Decisivamente marcada pelo novo estilo de monodia italiana e também pela policoralidade venezeniana, Schütz adaptou esses princípios à tradição luterana – com ele começou a linhagem que culminaria em Bach. As suas obras são admiráveis exemplos de retórica musical e de fervor religioso.
 
O Cantus Cölln é conhecido por se compor de uma voz real por parte, isto é, de nas linhas da clivagem na polémica sobre o “Bach choir” lançada por Joshua Rifkin e Andrew Parrot pender para o lado desses, os minimalistas. Casos há em que a opção, pela excelência da realização, se tem revelado pertinente – é o caso da extraordinária gravação da cantata Actus Tragicus de Bach. Mas outros registos há também em que a opção é bastante menos convincente, como os da Missa em si menor de Bach e da Selva morale e spirituale de Monteverdi.
 
Mesmo sendo certo que nas Symphoniae Sacrae estão estipuladas “vozes obrigadas”e “vozes facultativas”, pelo que é uma opção possível restringir-se estritamente às primeiras, porventura possibilitando uma melhor inteligibilidade do texto, o que é fundamental em Schütz, tenho dúvidas que a opção minimal tenha conseguido traduzir a absorção pelo compositor alemão da prática veneziana da policoralidade.

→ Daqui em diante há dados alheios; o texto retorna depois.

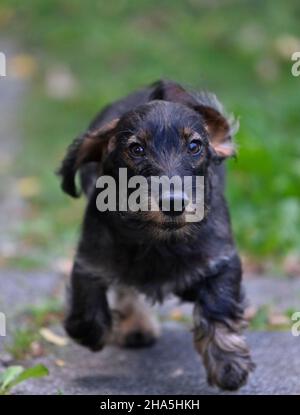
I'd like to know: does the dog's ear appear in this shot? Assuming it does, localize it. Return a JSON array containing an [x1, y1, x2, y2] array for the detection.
[[151, 80, 238, 161], [58, 118, 119, 197], [194, 103, 237, 161]]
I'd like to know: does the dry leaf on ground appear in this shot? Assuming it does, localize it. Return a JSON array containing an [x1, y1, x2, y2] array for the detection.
[[40, 328, 68, 347]]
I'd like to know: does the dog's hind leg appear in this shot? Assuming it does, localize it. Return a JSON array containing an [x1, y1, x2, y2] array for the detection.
[[110, 286, 160, 348]]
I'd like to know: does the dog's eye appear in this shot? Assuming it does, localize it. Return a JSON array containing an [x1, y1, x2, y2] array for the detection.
[[188, 140, 202, 155], [129, 143, 145, 157]]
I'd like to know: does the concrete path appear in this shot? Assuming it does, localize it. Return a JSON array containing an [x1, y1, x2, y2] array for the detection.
[[9, 322, 300, 395], [0, 269, 299, 395], [9, 326, 300, 395]]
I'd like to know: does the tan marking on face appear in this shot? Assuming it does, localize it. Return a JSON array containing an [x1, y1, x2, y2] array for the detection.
[[182, 127, 194, 140]]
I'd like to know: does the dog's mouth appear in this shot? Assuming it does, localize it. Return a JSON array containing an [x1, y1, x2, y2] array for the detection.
[[118, 209, 186, 229], [158, 217, 186, 230], [147, 213, 187, 231]]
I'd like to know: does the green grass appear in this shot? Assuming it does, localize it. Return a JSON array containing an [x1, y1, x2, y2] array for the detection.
[[24, 300, 63, 327], [248, 305, 293, 331], [7, 328, 38, 360], [1, 0, 300, 265], [248, 306, 270, 331], [7, 299, 63, 360]]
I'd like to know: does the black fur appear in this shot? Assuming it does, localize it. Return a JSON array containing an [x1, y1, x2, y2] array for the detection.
[[58, 80, 254, 390]]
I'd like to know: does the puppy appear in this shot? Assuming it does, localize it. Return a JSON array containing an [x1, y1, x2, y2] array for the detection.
[[58, 80, 254, 391]]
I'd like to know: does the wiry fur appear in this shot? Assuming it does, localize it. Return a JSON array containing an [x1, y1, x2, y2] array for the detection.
[[59, 79, 254, 391]]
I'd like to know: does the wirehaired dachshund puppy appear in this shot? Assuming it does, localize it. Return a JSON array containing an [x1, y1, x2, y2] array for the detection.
[[58, 80, 255, 391]]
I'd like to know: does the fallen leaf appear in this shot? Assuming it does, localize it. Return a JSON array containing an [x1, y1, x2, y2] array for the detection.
[[241, 255, 266, 275], [55, 359, 66, 368], [268, 313, 289, 327], [170, 368, 184, 378], [40, 328, 68, 347], [169, 308, 184, 321], [9, 54, 37, 79], [244, 306, 258, 321], [30, 341, 44, 358], [274, 34, 300, 60], [17, 177, 41, 198], [283, 254, 300, 277]]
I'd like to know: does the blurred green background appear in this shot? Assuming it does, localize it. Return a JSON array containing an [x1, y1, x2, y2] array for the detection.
[[1, 0, 299, 272]]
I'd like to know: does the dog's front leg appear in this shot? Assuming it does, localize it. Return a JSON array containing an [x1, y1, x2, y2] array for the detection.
[[64, 259, 112, 351], [193, 257, 255, 391]]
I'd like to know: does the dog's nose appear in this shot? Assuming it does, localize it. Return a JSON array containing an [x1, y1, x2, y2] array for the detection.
[[159, 192, 189, 216]]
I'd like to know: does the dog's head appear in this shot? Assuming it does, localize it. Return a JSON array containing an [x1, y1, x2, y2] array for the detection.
[[59, 81, 238, 239]]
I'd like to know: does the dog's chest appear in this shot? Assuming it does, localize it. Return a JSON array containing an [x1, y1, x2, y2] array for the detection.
[[110, 242, 204, 298]]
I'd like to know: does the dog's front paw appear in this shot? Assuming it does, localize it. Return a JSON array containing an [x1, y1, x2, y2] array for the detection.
[[195, 323, 255, 391], [208, 353, 255, 391], [64, 314, 111, 351]]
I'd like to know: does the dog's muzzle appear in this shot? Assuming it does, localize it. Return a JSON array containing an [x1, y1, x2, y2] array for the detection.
[[158, 191, 189, 217]]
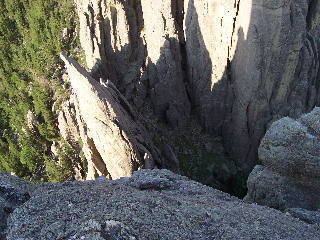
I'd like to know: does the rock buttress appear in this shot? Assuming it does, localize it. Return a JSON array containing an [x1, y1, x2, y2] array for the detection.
[[60, 53, 160, 179]]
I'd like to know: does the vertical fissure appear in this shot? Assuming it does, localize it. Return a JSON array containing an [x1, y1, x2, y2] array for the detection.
[[227, 0, 241, 61], [173, 0, 193, 105]]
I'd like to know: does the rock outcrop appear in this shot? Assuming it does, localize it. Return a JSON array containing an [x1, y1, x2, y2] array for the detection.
[[56, 93, 110, 180], [73, 0, 320, 174], [60, 53, 161, 179], [1, 170, 319, 239], [74, 0, 190, 128], [0, 173, 35, 239], [245, 108, 320, 211], [286, 208, 320, 225]]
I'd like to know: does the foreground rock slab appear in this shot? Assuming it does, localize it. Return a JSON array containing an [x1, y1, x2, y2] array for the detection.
[[0, 173, 35, 238], [3, 170, 320, 239]]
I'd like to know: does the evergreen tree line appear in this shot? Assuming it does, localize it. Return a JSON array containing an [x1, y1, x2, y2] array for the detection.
[[0, 0, 85, 181]]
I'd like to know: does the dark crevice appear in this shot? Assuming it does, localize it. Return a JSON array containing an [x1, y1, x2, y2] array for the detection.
[[110, 7, 118, 51], [306, 0, 319, 30], [228, 0, 241, 60], [86, 136, 111, 179], [173, 0, 193, 107]]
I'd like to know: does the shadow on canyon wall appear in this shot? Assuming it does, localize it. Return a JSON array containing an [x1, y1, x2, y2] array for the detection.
[[184, 0, 320, 177], [87, 0, 320, 196], [183, 0, 251, 170], [87, 0, 250, 196]]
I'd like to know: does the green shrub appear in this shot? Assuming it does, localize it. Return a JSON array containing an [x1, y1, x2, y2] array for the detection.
[[0, 0, 82, 181]]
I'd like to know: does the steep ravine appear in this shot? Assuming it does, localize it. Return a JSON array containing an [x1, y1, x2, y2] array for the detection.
[[57, 0, 320, 194]]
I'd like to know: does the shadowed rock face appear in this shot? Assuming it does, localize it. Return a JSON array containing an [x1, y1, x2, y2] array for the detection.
[[0, 173, 35, 239], [184, 0, 320, 173], [73, 0, 320, 174], [74, 0, 191, 128], [245, 108, 320, 211], [60, 53, 161, 179], [2, 170, 320, 239]]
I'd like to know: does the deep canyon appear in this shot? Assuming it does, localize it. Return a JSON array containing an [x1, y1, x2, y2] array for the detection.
[[58, 0, 320, 184], [0, 0, 320, 239]]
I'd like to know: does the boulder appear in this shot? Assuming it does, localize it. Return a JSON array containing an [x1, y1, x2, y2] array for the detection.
[[245, 165, 320, 211], [245, 108, 320, 211], [259, 108, 320, 180], [3, 170, 320, 239]]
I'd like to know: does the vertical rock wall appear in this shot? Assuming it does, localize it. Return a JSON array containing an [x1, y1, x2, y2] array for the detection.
[[75, 0, 190, 127], [73, 0, 320, 174], [184, 0, 320, 172]]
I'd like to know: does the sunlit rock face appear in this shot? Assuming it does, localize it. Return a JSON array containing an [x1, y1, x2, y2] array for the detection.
[[74, 0, 190, 128], [56, 93, 110, 180], [72, 0, 320, 174], [60, 53, 161, 179]]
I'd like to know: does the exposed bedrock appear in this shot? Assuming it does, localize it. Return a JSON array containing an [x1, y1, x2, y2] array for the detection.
[[0, 173, 35, 238], [2, 170, 320, 239], [245, 108, 320, 211], [75, 0, 190, 128], [56, 93, 110, 180], [60, 53, 162, 179], [185, 0, 320, 173], [74, 0, 320, 174]]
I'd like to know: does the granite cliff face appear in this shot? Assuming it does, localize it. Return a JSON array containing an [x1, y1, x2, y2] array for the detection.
[[59, 53, 163, 180], [1, 170, 320, 239], [67, 0, 320, 176]]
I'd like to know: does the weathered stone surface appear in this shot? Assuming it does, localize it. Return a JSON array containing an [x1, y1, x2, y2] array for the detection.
[[26, 110, 37, 132], [73, 0, 320, 173], [245, 108, 320, 211], [183, 0, 236, 131], [259, 108, 320, 180], [286, 208, 320, 225], [75, 0, 190, 128], [56, 93, 109, 180], [61, 53, 160, 179], [141, 0, 190, 125], [0, 173, 35, 238], [183, 0, 320, 172], [244, 165, 320, 211], [4, 170, 320, 239]]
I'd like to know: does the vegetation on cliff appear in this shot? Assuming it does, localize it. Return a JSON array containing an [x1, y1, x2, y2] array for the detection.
[[0, 0, 81, 181]]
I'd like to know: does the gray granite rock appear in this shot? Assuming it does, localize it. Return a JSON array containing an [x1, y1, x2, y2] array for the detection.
[[184, 0, 320, 173], [3, 169, 320, 239], [73, 0, 320, 174], [244, 165, 320, 211], [0, 173, 35, 239], [60, 53, 161, 179], [245, 108, 320, 211], [286, 208, 320, 225], [259, 108, 320, 180]]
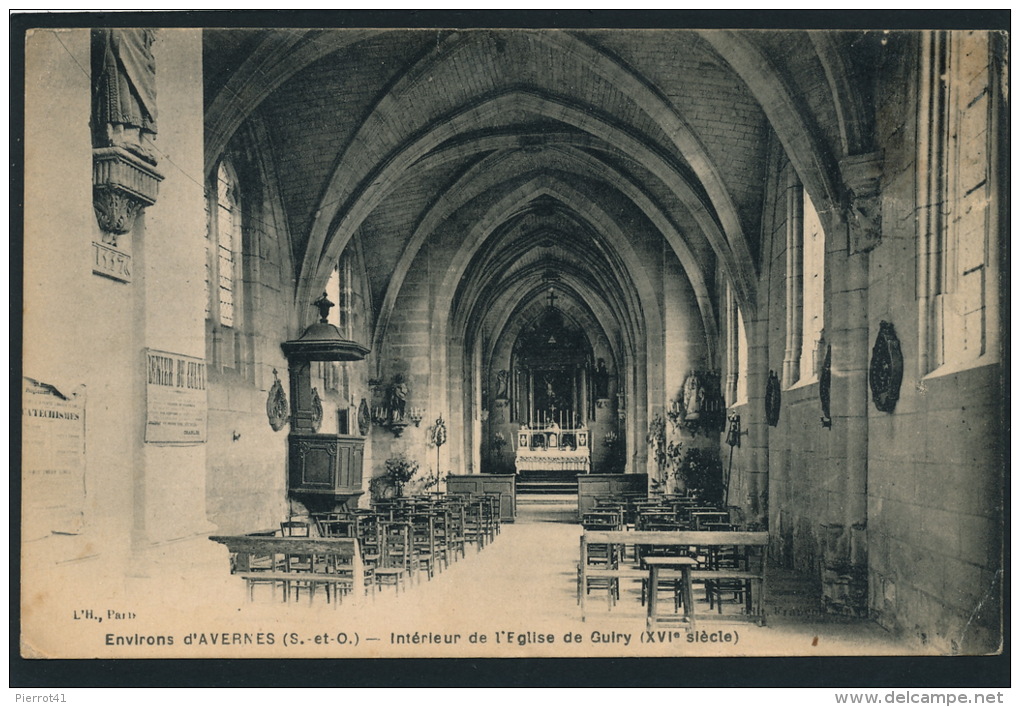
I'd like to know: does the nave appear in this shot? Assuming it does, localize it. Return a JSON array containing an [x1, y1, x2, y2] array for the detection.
[[21, 21, 1005, 661]]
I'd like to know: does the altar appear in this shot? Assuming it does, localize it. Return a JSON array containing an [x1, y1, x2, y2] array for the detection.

Também uma das sopranos foi algo irritante.
 
Mas expostas as reservas, há que dizer que irradiou a extraordinária beleza desta música, intensamente interpretada numa relação de grande conhecimento e familiaridade, com dois momentos mesmo extraordinários: o “Ewigkeit” (eternamente) do Salmo 137 e sobretudo “Saul, Saul, was ver verfolgst du mich”, de resto porventura a mais celebra das Symphoniae Sacrae.
 
Sim, a peregrinação justificava-se e justificou-se.
 
 
 
PS – Para nossa penúria, por decisão arbitrária do mega-senhor do CCB, já perdemos nomeadamente este ano uma Festa da Música dedicada a Schubert. Para o ano, em termos do da importância da proposta, a perda será ainda maior: a “Folle Journée” de Nantes terá como tema “De Schütz a Bach”. Voltarei ao assunto.